Cuando se pone en marcha un nuevo proceso, empezar el torneo sumando un punto, en condición de visitante, significa un aporte importante. Juventud Antoniana se presentaba ayer, en Misiones, con un equipo que prácticamente -en un ochenta por ciento- lo integraban jugadores que fueron incorporados como refuerzos para esta temporada. Y tan mal no le fue; porque empató dos a dos frente al debutante en la categoría, Guaraní Antonio Franco, y dejó una mejor impresión que su rival en cuanto al juego.
Vaya sorpresa que produjo el equipo antoniano en el inicio del partido. Juan Pablo Rial estuvo atento a los groseros errores defensivo de los misioneros y, en la primera estocada a fondo, el delantero abrió el marcador.

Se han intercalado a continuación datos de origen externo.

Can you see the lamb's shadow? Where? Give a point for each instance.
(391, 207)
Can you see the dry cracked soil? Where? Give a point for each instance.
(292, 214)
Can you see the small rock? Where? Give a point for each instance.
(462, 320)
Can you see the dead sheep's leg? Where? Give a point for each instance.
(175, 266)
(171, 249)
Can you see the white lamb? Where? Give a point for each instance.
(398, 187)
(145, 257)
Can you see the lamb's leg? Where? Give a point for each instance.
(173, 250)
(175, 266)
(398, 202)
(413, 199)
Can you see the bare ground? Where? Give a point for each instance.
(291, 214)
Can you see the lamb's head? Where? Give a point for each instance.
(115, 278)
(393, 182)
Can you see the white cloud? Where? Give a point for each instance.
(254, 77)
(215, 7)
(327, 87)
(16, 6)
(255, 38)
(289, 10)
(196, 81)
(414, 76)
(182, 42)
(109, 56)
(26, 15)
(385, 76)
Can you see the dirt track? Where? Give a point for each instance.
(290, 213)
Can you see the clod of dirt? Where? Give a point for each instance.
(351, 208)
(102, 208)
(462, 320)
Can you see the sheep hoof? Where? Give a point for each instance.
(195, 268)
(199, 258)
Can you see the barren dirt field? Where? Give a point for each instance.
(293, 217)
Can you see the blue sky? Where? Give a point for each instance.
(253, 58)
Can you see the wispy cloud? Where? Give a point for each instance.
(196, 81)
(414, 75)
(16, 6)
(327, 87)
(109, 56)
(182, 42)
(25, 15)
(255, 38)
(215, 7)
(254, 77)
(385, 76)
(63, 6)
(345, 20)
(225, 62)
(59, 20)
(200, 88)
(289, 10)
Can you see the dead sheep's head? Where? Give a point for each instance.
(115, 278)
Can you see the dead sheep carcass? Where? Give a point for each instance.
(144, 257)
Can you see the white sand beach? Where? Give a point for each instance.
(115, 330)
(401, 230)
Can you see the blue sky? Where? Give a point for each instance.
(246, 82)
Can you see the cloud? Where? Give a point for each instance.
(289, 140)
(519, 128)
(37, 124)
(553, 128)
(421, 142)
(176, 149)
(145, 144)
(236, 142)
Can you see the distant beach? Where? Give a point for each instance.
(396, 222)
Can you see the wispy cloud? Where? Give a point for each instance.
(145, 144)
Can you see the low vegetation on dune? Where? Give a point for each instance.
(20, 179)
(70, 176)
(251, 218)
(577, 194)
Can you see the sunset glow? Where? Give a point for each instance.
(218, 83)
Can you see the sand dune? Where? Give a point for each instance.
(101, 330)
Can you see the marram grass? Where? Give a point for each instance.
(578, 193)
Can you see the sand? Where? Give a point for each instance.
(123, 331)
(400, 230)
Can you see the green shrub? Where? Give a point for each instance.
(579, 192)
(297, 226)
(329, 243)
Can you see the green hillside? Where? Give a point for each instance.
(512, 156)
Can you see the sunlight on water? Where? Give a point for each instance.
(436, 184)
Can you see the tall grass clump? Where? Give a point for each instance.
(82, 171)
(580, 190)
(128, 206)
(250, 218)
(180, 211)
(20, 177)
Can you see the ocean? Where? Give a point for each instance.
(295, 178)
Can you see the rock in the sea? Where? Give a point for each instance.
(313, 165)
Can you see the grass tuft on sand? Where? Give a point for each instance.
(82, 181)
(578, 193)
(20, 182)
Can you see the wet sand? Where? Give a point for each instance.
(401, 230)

El tanto en contra fue un golpe muy fuerte para los locales. Ese impacto profundizó los desajustes en la última línea local, pero Juventud no supo sacarle provecho ni utilizar la fórmula adecuada para estirar las diferencias. Así, el mismo Rial, Cristian Badaracco, Diego Gottardi o Nicolás Aguirre se encontraron con jugadas que hubieran podido terminar en gol.
Luego de salir del encierro que le provocó, durante los primeros veinte minutos de la etapa inicial el acertado trabajo antoniano, Guaraní empezó a arrimar peligro en el arco defendido por Angel Pedroso. El arquero pasó por algunas zozobras, pero no pudo impedir que Ezequiel Gaviglio, de cabeza, consiguiera la igualdad para su equipo.
Desde el vestuario, Juventud recibió el mensaje de mantener orden; especialmente en la zona media donde se descompensó en la última parte del primer tiempo. En este sector de la cancha se presentó la pelea por la posesión de la pelota; mientras que en la defensa salteña los movimientos para efectuar los relevos se coordinaban con mayor atención y, además, Pedroso mostró seguridad.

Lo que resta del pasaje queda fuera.